First the goal of the ontology is specified (as outlined in section 1.1 and in section 2). In a second step, subject specialists accomplish the conceptualization of the core model. The Codex Alimentarius, which serves as a reference for food standards in food safety biosecurity, has been chosen here for extracting basic domain concepts. In further brainstorming sessions, relationships between the chosen concepts and additional concepts are created. The concepts and relationships are further assessed using criteria including clarity, ambiguity, unity and rigidity. A detailed discussion of criteria for ontology-driven conceptual analysis is given in (Welty 2001).

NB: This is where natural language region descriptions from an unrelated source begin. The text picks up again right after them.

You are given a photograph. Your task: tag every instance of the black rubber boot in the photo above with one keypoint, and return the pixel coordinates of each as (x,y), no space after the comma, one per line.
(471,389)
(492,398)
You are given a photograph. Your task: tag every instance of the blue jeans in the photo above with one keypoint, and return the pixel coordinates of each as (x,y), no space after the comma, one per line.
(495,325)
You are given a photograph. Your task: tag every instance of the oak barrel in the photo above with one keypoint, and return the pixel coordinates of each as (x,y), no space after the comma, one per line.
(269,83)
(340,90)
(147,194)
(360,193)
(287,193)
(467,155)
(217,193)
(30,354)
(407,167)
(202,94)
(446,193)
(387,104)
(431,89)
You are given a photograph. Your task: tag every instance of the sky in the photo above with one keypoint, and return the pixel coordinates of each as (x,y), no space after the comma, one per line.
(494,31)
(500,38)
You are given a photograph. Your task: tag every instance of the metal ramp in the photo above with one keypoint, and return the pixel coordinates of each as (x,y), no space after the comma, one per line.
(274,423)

In the biosecurity project, this initial step created a core ontology with 67 concepts and 91 relationships connecting these concepts, equalling an average rate of 1.36 relationships per concept.

Finally the developed core ontology is formalized in the formal RDFS language. This can be accomplished using the RDFS compatible ontology editor SOEP[6] of the KAON[7] tool environment. The editor has an easy-to-use graphical user interface, which allows the creation of the concepts, their relationships and their lexical entries. Figure 4 shows a screenshot of the resulting core ontology in the editor. On the upper left, concepts and their hierarchical subclass relations are shown. On the lower left, one can see the domain specific relationships between a marked concept and other concepts. The additional window on the right side shows the lexical layer of the ontology. This clearly illustrates that the entities (in this case the concept ‘risk management’) are represented uniquely by a URI, therefore unambiguous, and a concepts lexical entries are all independently associated with this URI.

Figure 4: Screenshot of the ontology editor SOEP

In the following acquisition stage, the core ontology is fed into a Focused Web Crawler, another tool of the KAON environment. The Crawler takes a set of start URLs and domain ontology. It then crawls the web in search of other domain specific documents based on a large set of user specified parameters. The outcome this process creates consists of a rated list of found domain specific documents and links as well as a list of most frequent terms found on these documents. A list with 264 domain-relevant web pages and a list with 36 frequent terms have been output by the crawler in our prototype project. The list of keywords can later be used to extend the core ontology. The document list can be used as input in the second ontology acquisition approach, which will be described in the following section.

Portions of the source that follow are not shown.